报告题目：Low AC loss in the REBCO stator of a 1 MW motor for aviation
报告人：Dr. Enric PARDO
报告地点：腾讯会议ID:358 292 294
Dr. Enric PARDO is the head of the Department of Superconductors in the Institute of Electrical Engineering of the Slovak Academy of Sciences (IEE SAS). He received his Master Degree and PhD in Physics in 1999 and 2004, respectively, from the Autonomous University of Barcelona (UAB).
He is highly experienced in numerical modelling of electro-magnetic properties of superconductors, although he is also internationally recognized for modelling demagnetizing effects in magnetic materials. Before achieving a permanent position in IEE SAS, where he works since 2010, he was teacher assistant in UAB and made post-doctoral stays in the University of Cambridge (2005), Vienna University of Technology (2009) and IEE SAS. He has over 20 years’ experience in superconductivity, he is author of more than 100 articles with more than 2400 citations, and has h-index 29 from Web of Knowledge. He received the IEEE Van Duzer Prize and IEEE Senior Member recognition.
Hybrid-electric distributed propulsion can drastically reduce emissions in commercial flights, meeting the European Union emission reduction goals of 75 % in CO2, 90 % in NOx, and 65 % in noise by 2050. Superconducting electric motors and generators are very promising for this application, thanks to their high power-over-weight ratio. Full superconducting motors can be achieved by using REBCO high-temperature superconductors in the stator and stacks of tapes in the rotor, acting as strong permanent magnets. In this talk, first we analyze the effect of ripple fields in the stacks of the rotor, which reduce their generated magnetic field. Afterwards, we discuss the AC loss in the stator winding.
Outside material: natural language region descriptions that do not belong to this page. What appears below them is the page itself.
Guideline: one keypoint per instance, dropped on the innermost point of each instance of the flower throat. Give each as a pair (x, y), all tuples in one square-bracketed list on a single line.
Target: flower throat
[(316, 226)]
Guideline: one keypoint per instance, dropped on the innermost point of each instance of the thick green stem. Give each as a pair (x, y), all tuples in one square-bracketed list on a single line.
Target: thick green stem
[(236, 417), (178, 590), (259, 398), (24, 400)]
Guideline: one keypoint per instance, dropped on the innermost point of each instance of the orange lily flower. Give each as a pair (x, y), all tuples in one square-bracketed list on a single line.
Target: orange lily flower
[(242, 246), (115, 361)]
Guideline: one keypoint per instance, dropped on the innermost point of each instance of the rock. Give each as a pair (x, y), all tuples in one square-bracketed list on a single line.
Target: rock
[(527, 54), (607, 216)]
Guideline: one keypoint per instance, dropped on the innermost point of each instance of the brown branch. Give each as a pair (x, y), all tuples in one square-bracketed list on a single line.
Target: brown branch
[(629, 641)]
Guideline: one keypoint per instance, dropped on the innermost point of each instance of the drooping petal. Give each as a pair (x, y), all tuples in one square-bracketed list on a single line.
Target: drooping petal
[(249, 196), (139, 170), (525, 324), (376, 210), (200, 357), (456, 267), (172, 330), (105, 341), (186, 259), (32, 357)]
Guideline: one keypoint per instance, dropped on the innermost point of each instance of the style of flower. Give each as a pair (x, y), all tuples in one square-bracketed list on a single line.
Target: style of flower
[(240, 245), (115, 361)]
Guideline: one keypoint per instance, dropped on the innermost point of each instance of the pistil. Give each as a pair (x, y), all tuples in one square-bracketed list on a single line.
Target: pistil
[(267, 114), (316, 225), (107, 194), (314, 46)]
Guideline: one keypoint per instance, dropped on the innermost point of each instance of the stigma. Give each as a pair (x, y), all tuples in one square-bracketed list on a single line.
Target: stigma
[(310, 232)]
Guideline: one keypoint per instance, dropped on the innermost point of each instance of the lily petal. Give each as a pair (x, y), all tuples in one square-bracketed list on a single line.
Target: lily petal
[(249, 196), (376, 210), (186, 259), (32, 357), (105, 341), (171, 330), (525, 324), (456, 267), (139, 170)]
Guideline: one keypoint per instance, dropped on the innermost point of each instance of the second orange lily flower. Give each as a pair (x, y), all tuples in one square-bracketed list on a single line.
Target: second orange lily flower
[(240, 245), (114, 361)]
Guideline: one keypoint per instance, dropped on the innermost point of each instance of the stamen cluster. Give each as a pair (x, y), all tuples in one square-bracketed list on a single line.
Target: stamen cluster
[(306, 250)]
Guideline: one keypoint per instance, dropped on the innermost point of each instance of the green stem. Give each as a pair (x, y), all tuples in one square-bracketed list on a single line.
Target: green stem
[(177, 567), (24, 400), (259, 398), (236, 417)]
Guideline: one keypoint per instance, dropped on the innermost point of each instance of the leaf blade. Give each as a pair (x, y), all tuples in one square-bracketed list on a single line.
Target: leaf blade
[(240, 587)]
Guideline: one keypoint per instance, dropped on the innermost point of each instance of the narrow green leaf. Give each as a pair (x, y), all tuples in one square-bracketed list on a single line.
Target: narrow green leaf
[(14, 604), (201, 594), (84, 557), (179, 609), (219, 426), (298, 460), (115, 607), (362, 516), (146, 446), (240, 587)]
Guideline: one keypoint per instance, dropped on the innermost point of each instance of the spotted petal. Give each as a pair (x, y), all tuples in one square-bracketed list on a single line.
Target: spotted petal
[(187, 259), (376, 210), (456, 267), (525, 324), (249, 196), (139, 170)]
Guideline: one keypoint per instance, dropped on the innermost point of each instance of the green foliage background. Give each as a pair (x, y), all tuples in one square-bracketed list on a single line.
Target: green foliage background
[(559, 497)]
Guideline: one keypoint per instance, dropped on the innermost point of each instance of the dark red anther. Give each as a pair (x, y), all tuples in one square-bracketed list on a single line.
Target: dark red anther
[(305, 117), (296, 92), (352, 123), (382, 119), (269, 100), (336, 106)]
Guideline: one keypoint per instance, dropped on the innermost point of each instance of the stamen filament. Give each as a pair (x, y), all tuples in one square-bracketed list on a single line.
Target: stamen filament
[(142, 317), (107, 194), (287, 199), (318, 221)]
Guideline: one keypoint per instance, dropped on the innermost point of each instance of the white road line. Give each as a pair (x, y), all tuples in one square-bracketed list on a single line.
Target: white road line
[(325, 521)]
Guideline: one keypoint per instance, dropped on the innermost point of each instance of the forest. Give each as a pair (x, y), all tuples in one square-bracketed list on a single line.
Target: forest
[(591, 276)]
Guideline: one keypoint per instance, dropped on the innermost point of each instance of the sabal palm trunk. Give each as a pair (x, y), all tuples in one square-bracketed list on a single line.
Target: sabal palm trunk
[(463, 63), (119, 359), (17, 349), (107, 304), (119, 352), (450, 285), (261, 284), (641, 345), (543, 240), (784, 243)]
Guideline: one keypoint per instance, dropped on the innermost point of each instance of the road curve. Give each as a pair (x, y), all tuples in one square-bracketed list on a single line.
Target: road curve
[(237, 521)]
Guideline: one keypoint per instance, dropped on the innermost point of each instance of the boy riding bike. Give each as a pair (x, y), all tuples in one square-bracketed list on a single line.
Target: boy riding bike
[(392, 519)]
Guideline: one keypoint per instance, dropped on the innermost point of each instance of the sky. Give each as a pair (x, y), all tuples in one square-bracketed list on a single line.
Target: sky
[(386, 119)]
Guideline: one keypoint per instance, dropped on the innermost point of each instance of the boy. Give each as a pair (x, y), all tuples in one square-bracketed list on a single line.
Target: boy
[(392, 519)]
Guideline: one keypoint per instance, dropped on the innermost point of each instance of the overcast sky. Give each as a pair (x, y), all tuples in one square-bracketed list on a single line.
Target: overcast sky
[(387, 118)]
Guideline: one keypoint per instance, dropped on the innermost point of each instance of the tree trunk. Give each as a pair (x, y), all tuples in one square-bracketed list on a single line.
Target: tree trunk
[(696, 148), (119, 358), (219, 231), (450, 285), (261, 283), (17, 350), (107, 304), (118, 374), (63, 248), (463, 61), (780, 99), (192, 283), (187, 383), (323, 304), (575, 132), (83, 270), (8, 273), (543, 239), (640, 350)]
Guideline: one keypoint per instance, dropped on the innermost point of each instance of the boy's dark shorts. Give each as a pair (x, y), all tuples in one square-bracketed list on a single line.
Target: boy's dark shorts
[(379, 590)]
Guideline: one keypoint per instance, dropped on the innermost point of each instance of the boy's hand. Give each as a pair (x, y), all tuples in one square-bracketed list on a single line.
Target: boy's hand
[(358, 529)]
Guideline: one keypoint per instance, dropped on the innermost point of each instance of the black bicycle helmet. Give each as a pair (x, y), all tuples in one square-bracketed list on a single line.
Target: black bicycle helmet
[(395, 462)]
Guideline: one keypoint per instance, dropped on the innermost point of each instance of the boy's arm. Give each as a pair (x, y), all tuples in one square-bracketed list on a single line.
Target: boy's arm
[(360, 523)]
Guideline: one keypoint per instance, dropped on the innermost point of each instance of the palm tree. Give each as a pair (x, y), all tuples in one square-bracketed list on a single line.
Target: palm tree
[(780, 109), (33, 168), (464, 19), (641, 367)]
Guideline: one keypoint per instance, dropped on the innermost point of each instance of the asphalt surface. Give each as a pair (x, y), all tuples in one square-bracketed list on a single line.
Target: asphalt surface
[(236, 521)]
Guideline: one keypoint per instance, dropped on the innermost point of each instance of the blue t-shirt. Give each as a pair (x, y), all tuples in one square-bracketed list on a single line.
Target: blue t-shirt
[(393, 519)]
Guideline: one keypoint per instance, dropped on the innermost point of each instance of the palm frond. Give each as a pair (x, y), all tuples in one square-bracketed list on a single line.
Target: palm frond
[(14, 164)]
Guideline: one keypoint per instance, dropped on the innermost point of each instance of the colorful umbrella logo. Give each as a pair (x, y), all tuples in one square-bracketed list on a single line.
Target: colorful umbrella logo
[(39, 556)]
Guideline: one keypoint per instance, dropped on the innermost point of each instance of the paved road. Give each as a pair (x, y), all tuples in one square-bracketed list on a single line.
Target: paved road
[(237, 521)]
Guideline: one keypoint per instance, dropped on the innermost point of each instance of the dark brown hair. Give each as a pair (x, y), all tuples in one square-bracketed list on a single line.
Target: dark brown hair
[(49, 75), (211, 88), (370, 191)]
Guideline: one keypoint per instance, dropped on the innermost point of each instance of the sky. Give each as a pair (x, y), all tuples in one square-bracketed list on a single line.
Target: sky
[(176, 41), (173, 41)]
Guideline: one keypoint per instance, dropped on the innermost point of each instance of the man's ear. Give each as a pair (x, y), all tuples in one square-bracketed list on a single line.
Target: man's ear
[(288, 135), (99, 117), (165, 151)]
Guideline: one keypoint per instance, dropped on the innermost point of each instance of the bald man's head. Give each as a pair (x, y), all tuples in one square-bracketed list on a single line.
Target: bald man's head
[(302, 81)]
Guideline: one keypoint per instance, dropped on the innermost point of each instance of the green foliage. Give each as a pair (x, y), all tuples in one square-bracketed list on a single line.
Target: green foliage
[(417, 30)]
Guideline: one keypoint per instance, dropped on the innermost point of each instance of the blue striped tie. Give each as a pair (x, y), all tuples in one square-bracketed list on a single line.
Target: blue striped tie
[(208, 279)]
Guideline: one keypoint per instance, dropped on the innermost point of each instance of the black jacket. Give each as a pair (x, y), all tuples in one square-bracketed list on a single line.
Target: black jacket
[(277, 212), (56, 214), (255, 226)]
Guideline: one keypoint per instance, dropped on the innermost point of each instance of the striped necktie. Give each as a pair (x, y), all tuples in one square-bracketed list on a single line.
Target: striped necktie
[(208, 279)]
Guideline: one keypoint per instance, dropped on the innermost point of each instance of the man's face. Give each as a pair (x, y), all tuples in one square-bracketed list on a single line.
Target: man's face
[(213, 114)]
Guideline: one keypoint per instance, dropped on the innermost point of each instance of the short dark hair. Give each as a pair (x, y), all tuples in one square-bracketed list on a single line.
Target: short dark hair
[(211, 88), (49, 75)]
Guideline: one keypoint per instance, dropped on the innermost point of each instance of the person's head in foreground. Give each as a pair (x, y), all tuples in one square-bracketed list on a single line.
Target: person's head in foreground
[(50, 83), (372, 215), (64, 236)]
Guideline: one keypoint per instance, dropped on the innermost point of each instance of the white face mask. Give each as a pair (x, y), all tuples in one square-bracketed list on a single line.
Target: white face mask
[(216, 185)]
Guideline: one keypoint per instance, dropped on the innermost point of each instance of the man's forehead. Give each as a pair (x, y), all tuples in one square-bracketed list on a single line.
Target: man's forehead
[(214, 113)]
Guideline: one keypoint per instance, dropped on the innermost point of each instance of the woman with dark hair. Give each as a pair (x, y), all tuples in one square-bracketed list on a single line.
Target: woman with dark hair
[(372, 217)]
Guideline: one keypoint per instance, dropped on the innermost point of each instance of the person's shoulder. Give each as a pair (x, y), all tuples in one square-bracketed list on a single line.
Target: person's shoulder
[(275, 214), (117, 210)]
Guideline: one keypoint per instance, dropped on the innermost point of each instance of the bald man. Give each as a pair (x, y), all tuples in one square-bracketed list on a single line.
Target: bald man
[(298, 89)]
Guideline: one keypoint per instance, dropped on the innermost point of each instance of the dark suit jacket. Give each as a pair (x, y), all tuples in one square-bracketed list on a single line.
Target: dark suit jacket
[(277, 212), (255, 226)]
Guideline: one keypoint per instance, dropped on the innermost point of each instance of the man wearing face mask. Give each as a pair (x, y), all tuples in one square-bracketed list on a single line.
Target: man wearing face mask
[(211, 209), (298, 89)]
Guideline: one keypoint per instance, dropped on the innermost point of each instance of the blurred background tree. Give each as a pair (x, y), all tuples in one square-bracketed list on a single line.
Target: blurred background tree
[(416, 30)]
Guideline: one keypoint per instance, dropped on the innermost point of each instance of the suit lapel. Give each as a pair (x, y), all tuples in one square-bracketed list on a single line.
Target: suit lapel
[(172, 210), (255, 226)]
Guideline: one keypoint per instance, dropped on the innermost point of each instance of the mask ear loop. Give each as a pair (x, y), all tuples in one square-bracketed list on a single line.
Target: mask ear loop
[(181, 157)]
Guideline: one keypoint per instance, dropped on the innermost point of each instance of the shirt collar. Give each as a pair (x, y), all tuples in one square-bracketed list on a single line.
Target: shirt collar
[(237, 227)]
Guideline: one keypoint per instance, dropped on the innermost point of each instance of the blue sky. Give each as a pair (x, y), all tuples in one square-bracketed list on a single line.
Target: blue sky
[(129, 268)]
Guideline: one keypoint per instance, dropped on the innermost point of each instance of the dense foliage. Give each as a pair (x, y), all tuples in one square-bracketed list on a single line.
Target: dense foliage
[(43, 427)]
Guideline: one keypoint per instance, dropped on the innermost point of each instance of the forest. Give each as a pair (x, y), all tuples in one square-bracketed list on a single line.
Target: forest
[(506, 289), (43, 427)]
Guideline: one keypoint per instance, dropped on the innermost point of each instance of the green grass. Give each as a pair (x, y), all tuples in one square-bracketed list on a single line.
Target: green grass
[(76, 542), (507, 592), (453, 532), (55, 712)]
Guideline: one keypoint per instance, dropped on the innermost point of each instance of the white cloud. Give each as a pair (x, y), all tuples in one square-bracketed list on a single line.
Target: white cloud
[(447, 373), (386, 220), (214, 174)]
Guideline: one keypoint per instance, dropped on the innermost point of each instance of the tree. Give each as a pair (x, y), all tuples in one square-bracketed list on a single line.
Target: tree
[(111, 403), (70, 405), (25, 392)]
For this purpose, we use innovative in-house software for Finite-Element-Method (FEM) calculations, based on the Minimum Electro-Magnetic Entropy Production (MEMEP) and, for the stator coils, we also perform measurements at 25 K.
For the stacks in the rotor, we have realized that useful predictions require modeling of millions of ripple field cycles. In order to achieve this, we use an effective non-linear resistivity based on dynamic magneto-resistance, outperforming conventional FEM modeling by 4 orders of magnitude. We have found that although stacks could trap higher fields than bulks, they are more sensitive to ripple fields after long operation times. In order to avoid this drawback for stacks, we propose to solder tapes in pairs.
For the stator, modeling results show that, due to the distributed winding geometry of the stator, using parallel-tape conductors with tapes isolated along their length reduces the AC loss to the theoretical limit of ideally transposed cables. Thanks to this and other strategies, REBCO stators are able to experience very low AC loss without striations or using complex transposed wires. Other factors, such as tape homogeneity, may play a more important role. In addition, measurements show that the residual magnetism of the Hastelloy(R) substrate causes an essential contribution to the AC loss at the coil self-field, and possibly also in the motor configuration.